Use the Tolerance and Smoothness in similar fashion to the controls by the same name discussed earlier. Endeavor to subdue spill without overdoing it, which could result in an unsightly gray fringe around offending edges of your foreground.
When you enable (and configure) LiveMatte for an input, the onscreen monitor for that input shows the source keyed over a checkerboard pattern (when the Checkerboard option is selected in Overlays for the monitor).
If you select the (LiveMatte-enabled) input as Input A in an M/E tab in LiveMatte mode, the keyed source is overlaid on sources in lower input rows. The composite result shows when the output is assigned to either the PGM or Preview row.
Cropping the Source
Unwanted items often remain after chromakeying.
Common examples include microphones or lighting fixtures dangling from above, harsh creases, blemishes or tears in the background screen.
Crop Source, located in the Image tab just below LiveMatte, can serve as a garbage matte to remove this sort of intrusion.
Recommendations for Your Settings
LiveMatte is straightforward to configure.
Some workflow tips:
Initially turn Smoothness off or nearly so. Likewise begin with a low value for Tolerance – perhaps just 5-10, or so.

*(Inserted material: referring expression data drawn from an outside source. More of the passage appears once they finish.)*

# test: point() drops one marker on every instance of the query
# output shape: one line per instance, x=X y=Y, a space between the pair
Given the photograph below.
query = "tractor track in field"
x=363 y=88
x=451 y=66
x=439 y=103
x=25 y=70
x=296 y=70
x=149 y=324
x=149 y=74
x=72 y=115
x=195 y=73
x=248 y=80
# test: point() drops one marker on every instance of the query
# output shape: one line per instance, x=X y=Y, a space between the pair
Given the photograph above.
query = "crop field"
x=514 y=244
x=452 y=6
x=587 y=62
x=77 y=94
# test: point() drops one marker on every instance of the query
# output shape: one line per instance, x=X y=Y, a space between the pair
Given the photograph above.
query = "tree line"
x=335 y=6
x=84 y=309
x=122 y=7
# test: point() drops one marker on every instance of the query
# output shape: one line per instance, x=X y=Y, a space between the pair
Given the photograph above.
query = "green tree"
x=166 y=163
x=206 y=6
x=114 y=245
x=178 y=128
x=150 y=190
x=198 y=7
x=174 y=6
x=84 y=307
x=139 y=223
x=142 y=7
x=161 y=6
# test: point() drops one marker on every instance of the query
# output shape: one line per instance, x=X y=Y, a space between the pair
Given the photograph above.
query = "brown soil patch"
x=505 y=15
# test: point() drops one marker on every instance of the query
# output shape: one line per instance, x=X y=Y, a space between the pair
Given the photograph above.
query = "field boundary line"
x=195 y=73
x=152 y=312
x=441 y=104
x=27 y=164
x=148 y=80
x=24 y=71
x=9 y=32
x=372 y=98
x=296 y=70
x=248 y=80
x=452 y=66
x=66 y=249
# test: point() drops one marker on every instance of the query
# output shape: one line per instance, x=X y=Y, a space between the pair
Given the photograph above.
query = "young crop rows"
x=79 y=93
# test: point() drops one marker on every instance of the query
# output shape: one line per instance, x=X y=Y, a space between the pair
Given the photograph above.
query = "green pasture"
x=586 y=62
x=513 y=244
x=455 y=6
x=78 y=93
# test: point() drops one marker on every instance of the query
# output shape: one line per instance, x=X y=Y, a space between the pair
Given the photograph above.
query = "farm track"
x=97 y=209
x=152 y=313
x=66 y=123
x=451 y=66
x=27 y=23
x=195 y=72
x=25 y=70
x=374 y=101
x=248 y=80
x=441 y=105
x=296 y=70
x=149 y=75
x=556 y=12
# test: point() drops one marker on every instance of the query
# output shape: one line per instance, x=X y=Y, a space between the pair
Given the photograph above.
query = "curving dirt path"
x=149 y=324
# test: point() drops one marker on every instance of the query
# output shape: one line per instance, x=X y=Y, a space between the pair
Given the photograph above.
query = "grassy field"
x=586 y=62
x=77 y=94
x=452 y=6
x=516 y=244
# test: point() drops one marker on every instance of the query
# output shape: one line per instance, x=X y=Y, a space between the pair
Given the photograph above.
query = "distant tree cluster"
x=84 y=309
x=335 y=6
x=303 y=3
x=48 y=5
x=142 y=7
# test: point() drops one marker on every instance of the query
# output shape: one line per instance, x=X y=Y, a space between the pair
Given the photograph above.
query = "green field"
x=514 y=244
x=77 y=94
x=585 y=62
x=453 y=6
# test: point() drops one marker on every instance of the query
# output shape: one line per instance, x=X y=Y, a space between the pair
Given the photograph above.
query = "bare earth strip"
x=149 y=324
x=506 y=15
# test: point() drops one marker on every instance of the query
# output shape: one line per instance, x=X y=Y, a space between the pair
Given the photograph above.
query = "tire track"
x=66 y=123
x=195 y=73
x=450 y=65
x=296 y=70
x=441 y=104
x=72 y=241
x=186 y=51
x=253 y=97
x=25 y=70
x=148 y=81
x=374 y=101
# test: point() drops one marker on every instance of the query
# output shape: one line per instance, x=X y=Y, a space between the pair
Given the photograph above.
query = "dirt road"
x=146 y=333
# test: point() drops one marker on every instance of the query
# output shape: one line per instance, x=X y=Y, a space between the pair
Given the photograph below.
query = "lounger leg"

Put the video source on Preview or Program Output before you do so, to provide a larger view to help you assess your settings.

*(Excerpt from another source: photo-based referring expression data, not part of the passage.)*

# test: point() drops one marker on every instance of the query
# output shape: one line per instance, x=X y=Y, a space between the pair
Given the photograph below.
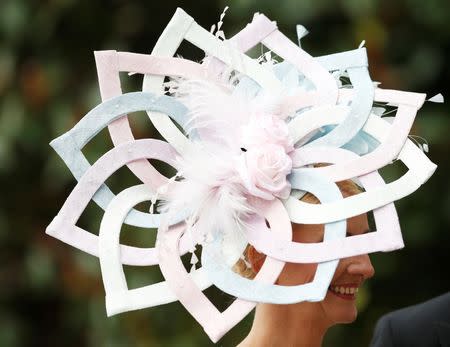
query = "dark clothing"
x=423 y=325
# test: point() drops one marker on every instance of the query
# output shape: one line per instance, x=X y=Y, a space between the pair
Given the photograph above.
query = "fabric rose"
x=266 y=128
x=263 y=170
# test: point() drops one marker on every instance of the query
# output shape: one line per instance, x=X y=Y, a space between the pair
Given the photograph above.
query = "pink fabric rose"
x=263 y=171
x=265 y=128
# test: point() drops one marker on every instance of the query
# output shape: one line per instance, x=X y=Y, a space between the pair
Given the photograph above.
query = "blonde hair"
x=243 y=266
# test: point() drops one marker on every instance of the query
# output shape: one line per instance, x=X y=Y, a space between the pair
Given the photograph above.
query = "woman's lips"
x=344 y=291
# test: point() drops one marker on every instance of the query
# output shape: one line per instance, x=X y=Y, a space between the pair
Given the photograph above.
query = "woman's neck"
x=287 y=325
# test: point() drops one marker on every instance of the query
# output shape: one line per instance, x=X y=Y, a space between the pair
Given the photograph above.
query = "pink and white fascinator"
x=243 y=135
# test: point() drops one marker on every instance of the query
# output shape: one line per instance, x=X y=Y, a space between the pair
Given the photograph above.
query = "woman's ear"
x=255 y=258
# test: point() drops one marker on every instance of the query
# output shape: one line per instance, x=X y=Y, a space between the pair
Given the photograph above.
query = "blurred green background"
x=52 y=294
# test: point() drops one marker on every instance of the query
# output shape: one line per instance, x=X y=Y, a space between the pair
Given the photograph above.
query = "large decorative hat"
x=243 y=135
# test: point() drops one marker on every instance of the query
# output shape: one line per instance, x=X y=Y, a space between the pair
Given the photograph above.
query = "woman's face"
x=339 y=304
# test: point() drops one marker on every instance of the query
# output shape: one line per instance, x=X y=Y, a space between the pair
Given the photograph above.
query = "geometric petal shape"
x=69 y=145
x=224 y=278
x=387 y=237
x=420 y=169
x=118 y=297
x=63 y=225
x=214 y=322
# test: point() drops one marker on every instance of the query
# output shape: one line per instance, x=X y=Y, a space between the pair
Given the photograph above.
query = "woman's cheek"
x=295 y=274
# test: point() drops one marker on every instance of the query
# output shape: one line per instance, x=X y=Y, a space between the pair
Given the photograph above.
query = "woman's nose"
x=361 y=265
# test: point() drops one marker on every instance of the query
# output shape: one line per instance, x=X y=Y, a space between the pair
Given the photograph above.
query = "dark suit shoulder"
x=417 y=325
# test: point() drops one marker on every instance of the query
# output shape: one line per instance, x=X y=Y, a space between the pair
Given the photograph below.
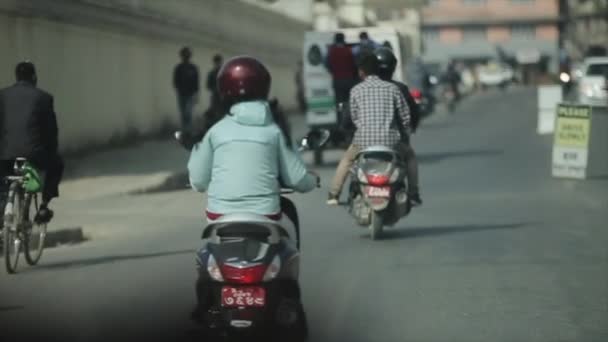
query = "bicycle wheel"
x=34 y=234
x=12 y=240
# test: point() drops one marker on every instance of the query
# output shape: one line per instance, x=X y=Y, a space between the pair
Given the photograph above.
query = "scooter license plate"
x=375 y=191
x=243 y=296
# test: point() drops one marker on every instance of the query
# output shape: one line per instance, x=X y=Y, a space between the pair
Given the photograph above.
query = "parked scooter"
x=248 y=269
x=378 y=191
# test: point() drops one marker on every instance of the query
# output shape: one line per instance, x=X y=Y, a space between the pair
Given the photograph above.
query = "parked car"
x=591 y=86
x=495 y=74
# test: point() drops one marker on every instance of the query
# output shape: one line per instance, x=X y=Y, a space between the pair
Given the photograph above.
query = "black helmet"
x=26 y=71
x=387 y=62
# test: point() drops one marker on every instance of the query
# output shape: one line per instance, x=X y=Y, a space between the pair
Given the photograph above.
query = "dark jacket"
x=411 y=103
x=186 y=79
x=341 y=62
x=28 y=124
x=348 y=125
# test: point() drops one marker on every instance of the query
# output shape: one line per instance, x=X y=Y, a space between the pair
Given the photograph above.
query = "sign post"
x=548 y=98
x=571 y=141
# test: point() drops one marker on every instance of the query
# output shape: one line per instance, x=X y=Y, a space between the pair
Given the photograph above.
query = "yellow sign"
x=572 y=128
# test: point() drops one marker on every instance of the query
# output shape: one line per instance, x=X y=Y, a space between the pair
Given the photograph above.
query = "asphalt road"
x=500 y=251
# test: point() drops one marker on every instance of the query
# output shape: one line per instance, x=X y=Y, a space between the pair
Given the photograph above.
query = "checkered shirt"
x=374 y=103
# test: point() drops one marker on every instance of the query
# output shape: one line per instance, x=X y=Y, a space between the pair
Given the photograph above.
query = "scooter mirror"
x=315 y=139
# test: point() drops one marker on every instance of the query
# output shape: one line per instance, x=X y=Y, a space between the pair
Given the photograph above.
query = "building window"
x=523 y=32
x=470 y=34
x=431 y=34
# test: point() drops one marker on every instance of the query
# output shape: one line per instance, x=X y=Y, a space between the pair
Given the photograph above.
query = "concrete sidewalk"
x=135 y=169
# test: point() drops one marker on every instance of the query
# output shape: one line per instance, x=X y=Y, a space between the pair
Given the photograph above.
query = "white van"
x=318 y=89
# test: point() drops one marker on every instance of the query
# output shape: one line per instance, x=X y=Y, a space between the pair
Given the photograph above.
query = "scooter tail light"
x=213 y=269
x=248 y=274
x=378 y=180
x=361 y=176
x=416 y=94
x=394 y=175
x=273 y=269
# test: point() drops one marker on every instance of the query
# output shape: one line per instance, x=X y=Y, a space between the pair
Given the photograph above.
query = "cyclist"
x=28 y=129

Pick your primary Color, but – before releasing the mouse button – slide the eyedropper around to different parts the background. Watch the monitor as you do so to see how the area of transparency is affected by different Color choices.
Release the mouse when you find the color that produces maximum results. It’s often preferable to pick an average color from a location fairly close to the boundary between the background and foreground regions.
Now you can start to ramp up Tolerance. Bring it up slowly until most of the background color has been eliminated, cutting away most of the background to within a few pixels of the foreground/background boundary. Now raise Smoothness to fine tune that edge region, and you’re nearly done.
Before considering your settings final, make sure to test the result using a moving source. This sometimes reveals that overly aggressive settings cause small blocks of pixels in the edge region to appear to snap on and off during motion - as they either qualify or disqualify for inclusion in the resulting matte
(A little reduction in Tolerance and increase in Smoothness usually resolves this problem).
Tip: It can be useful to zoom in using Position controls when fine tuning LiveMatte.
Lighting for LiveMatte
When preparing your set, the single most important aspect of pulling a clean key is lighting. The lighting should be even and diffuse. Bright hotspots and shadows create different shades on the wall, and overexposed areas lack sufficient color for clean keying (it is not how much light you have on the key wall, but how evenly lit that wall is). Naturally, you want to keep your green (or blue) screen clean and free of wrinkles, ripples, folds, tears, or other blemishes, as well.
Second, the distance from your talent to the screen behind can make a profound difference in key quality. When the subject stands too close to the key colored background, the key color reflects back onto the subject, creating a green or blue fringe that is difficult to remove. If you have available space, move your subject farther away from the wall.
When good distance is out of the question, you can improve things somewhat by placing lights above and behind the talent, lighting them from behind with a complimentary color filter over the light to cancel out unwanted reflection (for green use a magenta filter; for blue, orange or amber.
Don’t overdo back (or top) lighting, however. The limited dynamic range of the camera means there is little useful color data in badly over-exposed highlights. This can make it next to impossible to separate fringe zones (such as hair detail) from the background (especially when this is also overexposed).